The Man Who Can't Miss

 



“Be gentle,” says planet Earth’s most prodigious author of bestsellers to New Arrivals, by way of closing our conversation. Your correspondent is duly humbled. James Patterson’s concern is endearing, but frankly unwarranted. His staggering success is such that he need not give a flying fig what I – or anyone else, for that matter – make of him.

 

The subject of a recent Time magazine feature called “The Man Who Can't Miss,” Patterson has crafted more number one titles (typically crime thrillers and mysteries) in the past five years than Dan Brown, J.K. Rowling, Tom Clancy and John Grisham put together.

 

The first writer to simultaneously hold the top spots of both the New York Times adult and children’s lists, the last 18 of his 34 books have been number one bestsellers. All told, he’s sold about 100 million copies; in 2005 alone they raked him in around $40 million. This is a man who’s earned the right to dismiss the Da Vinci Code phenomenon as “no big deal”.

Some writers are impervious to reviews, and James Patterson has long held that rarefied status. But the lack of respect granted him by the literati – or “literary snobs”, as he has it – is obviously a nagging sore point. He has previously admitted to it being his “biggest frustration”.

 

Perhaps a desire for critical plaudits is driving his first foray into non-fiction – although he bridles at the suggestion (and won’t be drawn into divulging details of the project). He’s also quick to defend his output to date, saying: “It's not Dickens.” (Indeed, he told the Chicago Tribune in 2001 that when starting his career, “I had decided I didn't have Ulysses in me, but I might have a Day of the Jackal.”)

 

“I write stuff that's larger than life,” he says today. “It’s supposed to be overblown. I'm not trying to make it like real life. 

 

“Every once in a while somebody will say, ‘Well, this isn't very realistic.’ I always think about someone looking at a roller-coaster and saying it isn't very realistic. No, it’s a roller-coaster.”

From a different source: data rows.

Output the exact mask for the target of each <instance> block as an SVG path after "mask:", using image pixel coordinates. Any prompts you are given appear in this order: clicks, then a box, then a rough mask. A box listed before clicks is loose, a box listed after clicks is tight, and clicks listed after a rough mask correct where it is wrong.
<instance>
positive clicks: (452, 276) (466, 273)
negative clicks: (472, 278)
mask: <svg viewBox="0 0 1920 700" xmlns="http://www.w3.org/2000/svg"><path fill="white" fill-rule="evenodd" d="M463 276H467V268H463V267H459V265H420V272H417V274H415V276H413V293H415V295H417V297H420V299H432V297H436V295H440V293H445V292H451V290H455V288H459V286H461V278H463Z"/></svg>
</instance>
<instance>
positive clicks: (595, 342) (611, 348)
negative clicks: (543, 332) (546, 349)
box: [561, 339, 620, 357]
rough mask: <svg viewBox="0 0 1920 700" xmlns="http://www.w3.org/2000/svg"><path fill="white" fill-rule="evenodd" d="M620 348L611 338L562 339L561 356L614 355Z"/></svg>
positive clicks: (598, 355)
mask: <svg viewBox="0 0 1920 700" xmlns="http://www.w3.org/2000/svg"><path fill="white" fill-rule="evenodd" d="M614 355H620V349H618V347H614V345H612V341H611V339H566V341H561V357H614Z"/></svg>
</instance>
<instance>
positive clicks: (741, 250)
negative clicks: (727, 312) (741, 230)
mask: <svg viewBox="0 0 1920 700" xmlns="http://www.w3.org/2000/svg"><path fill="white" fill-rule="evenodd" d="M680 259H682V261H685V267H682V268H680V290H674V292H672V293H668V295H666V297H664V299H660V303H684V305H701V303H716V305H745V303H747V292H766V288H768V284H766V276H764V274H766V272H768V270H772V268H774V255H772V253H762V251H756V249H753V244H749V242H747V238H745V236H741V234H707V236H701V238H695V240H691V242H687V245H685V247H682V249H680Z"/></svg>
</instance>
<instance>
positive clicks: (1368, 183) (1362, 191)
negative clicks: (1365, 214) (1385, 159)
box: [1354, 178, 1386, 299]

This analogy also scans as an apt metaphor for Patterson’s writing style. Dickens it confirmedly ain’t, but the slick, anonymous prose presents a master-class in breakneck pulp pacing, precisely engineered to propel the reader into serpentine plots at a page-turning rate of knots. The action unfolds in bite-size chapters, of which a typical novel might contain 150, most being just two or three pages long. His paragraphs are short, too; often just a couple of sentences.

 

“Michael Connelly said something about me in an interview that I think is great: ‘Patterson boils a scene down to the single telling element that defines a character or moves the plot along. It's what fires off the movie projector in the reader's mind.’

 

“I hadn't really thought of it that way, but I think there's a lot of truth in terms of boiling scenes down to that simple, telling element.”

 

The taut, hook-laden prose seems informed by Patterson’s origins as an advertising copywriter (he was the youngest ever CEO of the J. Walter Thompson agency). “In creating advertising you soon become aware that there is someone on the other side of the communication that you're putting out,” he says. “And I'm very aware of the audience for my novels. I am respectful of them. I want them to have a good time.  I want them to keep reading.

 

“When I sit down to write, I pretend that there's one person sitting across from me. I don't want them to get up until it's over with. No bathroom breaks.” A pertinent rule of thumb for the occupants of a rollercoaster.